The inverse relationship between the interest rate and the price of bonds is fundamental to understanding how monetary policy affects interest rates and why people in the financial world are always so worried about the future course of the interest rate. This inverse relationship is illustrated for the two main types of bonds—coupon bonds and discount bonds.

A coupon bond pays the owner of the bond a fixed interest payment each year until the bond matures when the face value (or par value) of the bond is paid. The name “coupon bond” comes from the fact that, until recently, the bond owner had to clip a coupon from the bottom of the bond each year to receive this fixed interest payment. Now these payments are made electronically.

Suppose you own a coupon bond that is due to mature in five years, with face value $1,000 and coupon $100. If the interest rate is 10 percent, the current price of this bond should be $1,000 because the $100 interest coupon payment is 10 percent of the price of the bond. Now suppose the interest rate rises to 12 percent. Seeing this increase, you decide to sell your bond and use the proceeds to buy a new bond that pays 12 percent. Unfortunately for you, however, nobody will be willing to pay $1,000 for your bond because everyone knows he or she can earn a 12 percent return elsewhere. To sell your bond you will have to lower its price, in this case to $833.33 because at this price the $100 interest payment is a return of 12 percent.

Actually, the price will not fall quite this far. Because the bond will pay off at $1,000 in five years, the total return to investing in this bond is the stream of five $100 interest payments, plus a capital gain due to the rise in bond price to $1,000 over these five years. The yield to maturity, which is what economists mean by an interest rate, would be higher than 12 percent. For the yield to maturity to be 12 percent, the price need only fall to $927.90. For those interested, this calculation is explained in appendix 10.1.

An opposite result would occur if the interest rate were to fall to 8 percent. Everyone would want to buy your bond if it were priced at $1,000, because the 10 percent return on your bond would be higher than the 8 percent return available elsewhere. As a result, potential buyers would bid up the price of your bond in their efforts to obtain it, in this case to $1,250 because the $100 return is 8 percent of $1,250. Once again, this is not quite correct. In five years this bond will pay off at $1,000, so holders will experience a capital loss if they buy it for a higher price, implying that the yield to maturity is lower than 8 percent. The price will be bid up to only $1,079.85.

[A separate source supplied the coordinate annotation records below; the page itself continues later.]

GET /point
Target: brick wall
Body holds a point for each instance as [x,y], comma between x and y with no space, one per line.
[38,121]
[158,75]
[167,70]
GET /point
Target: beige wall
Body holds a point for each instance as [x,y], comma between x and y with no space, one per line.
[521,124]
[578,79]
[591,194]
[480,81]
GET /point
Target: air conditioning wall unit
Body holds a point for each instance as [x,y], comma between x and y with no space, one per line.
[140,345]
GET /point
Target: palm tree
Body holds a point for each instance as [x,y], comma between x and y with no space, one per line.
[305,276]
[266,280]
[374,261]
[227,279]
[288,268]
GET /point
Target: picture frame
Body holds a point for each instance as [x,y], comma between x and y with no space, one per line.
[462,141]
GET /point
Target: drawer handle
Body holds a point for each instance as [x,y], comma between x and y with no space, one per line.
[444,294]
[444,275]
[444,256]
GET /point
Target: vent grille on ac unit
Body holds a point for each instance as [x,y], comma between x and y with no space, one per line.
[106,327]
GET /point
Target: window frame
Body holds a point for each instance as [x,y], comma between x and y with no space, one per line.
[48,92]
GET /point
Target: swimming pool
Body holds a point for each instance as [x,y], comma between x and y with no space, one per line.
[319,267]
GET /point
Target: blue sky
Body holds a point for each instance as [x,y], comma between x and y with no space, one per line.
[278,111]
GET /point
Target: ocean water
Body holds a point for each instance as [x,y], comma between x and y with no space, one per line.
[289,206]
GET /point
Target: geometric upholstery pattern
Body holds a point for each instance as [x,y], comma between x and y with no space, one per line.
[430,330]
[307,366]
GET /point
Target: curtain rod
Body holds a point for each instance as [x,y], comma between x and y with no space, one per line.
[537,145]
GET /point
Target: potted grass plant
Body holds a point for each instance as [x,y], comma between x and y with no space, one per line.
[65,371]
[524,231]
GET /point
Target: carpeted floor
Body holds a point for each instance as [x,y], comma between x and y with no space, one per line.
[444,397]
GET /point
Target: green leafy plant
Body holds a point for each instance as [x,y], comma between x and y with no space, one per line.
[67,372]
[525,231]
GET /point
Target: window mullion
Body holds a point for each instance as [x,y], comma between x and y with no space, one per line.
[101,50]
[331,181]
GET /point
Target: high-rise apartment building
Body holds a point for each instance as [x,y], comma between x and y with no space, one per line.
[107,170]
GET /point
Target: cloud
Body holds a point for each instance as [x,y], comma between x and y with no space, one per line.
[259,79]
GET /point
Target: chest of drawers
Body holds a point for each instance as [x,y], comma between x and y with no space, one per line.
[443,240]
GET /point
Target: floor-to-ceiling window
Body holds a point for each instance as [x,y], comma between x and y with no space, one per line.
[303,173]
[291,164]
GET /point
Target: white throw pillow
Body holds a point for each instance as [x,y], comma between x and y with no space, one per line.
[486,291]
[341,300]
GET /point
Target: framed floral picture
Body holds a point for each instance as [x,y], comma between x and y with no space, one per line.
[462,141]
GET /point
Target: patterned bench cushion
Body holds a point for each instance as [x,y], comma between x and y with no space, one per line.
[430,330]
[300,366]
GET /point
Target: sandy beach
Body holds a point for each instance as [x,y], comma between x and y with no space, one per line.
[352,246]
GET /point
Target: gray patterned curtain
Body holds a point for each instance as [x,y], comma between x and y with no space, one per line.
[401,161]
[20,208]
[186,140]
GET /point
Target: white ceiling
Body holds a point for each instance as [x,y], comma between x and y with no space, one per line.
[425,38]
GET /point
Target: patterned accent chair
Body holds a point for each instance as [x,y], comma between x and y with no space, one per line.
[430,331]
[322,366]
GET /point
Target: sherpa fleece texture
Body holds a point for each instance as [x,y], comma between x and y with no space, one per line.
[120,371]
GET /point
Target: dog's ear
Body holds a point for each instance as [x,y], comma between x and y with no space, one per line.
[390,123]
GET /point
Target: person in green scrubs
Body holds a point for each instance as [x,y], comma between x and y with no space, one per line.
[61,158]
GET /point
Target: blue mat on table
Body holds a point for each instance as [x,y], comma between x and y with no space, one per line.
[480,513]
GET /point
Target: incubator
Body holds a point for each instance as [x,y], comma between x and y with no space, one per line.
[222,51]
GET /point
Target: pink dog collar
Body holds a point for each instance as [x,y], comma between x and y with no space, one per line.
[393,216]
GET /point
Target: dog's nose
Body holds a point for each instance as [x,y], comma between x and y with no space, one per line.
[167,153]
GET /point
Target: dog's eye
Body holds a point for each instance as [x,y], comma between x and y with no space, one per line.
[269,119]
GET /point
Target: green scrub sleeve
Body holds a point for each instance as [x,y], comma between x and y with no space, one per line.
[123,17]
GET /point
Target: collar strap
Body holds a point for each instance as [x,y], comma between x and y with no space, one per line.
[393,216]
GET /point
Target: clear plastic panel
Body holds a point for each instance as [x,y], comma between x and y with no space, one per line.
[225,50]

A discount bond is a bond without a coupon (and is therefore sometimes called a zero-coupon bond). The return to holding such a bond comes entirely from buying it at a price below its face value. The most common example is a U.S. government Treasury bill, called a T-bill, sold originally at weekly auctions for maturity periods of three months, six months, and a year (and then, like all other bonds, available for resale on the regular money market). If the interest rate is 10 percent, the price for a one-year $10,000 T-bill will be $9,090.91 since the return of $10,000 - $9,090.91 = $909.09 is 10 percent of the $9,090.91 price paid.

If the interest rate were higher, say 12 percent, the price of the T-bill would be lower—in this case $8,928.57—to make the return of $10,000 - $8,928.57 = $1,071.43 be 12 percent of the $8,928.57 purchase price. If the interest rate were lower, say 8 percent, the price of the T-bill would be higher, in this case $9,259.26.

Regardless of the type of bond, there is an inverse relationship between interest rates and bond prices. This relationship is as close to a true economic law as it can get: interest rates and bond prices are instantly connected, with the causal force going in either direction. If someone decides to sell a bond, for whatever reason, and drops the bond price to sell it, the interest rate instantly rises. And if the interest rate rises, for whatever reason, the market reacts instantly to push down bond prices.

It should now be evident why this relationship between interest rates and bond prices is so important. A change in the interest rate, which happens on a daily basis, can create substantial capital gains or losses for those holding bonds, particularly for those holding long-term bonds. It is for this reason that the financial pages of newspapers provide so much commentary on the future course of the interest rate.

Why are the capital gains and losses greater for longer-maturity bonds? Let’s look at the earlier example of a $1,000 face-value coupon bond with coupon $100 and time to maturity five years. A rise in the interest rate to 12 percent dropped the bond price to $927.90. Suppose there had only been one year to maturity; then the price would have fallen to $982.14. Someone buying this bond would, during the remaining year of its life, receive the $100 coupon plus that year’s capital gain, $17.86, generating a 12 percent return on outlay. If there had been five years to maturity, however, there would have to be five such annual capital gains as the bond price crawls up to its face value over the five years. Consequently, the price must fall further for a longer maturity bond. Capital losses and gains are much larger on long-term bonds than on short-term bonds.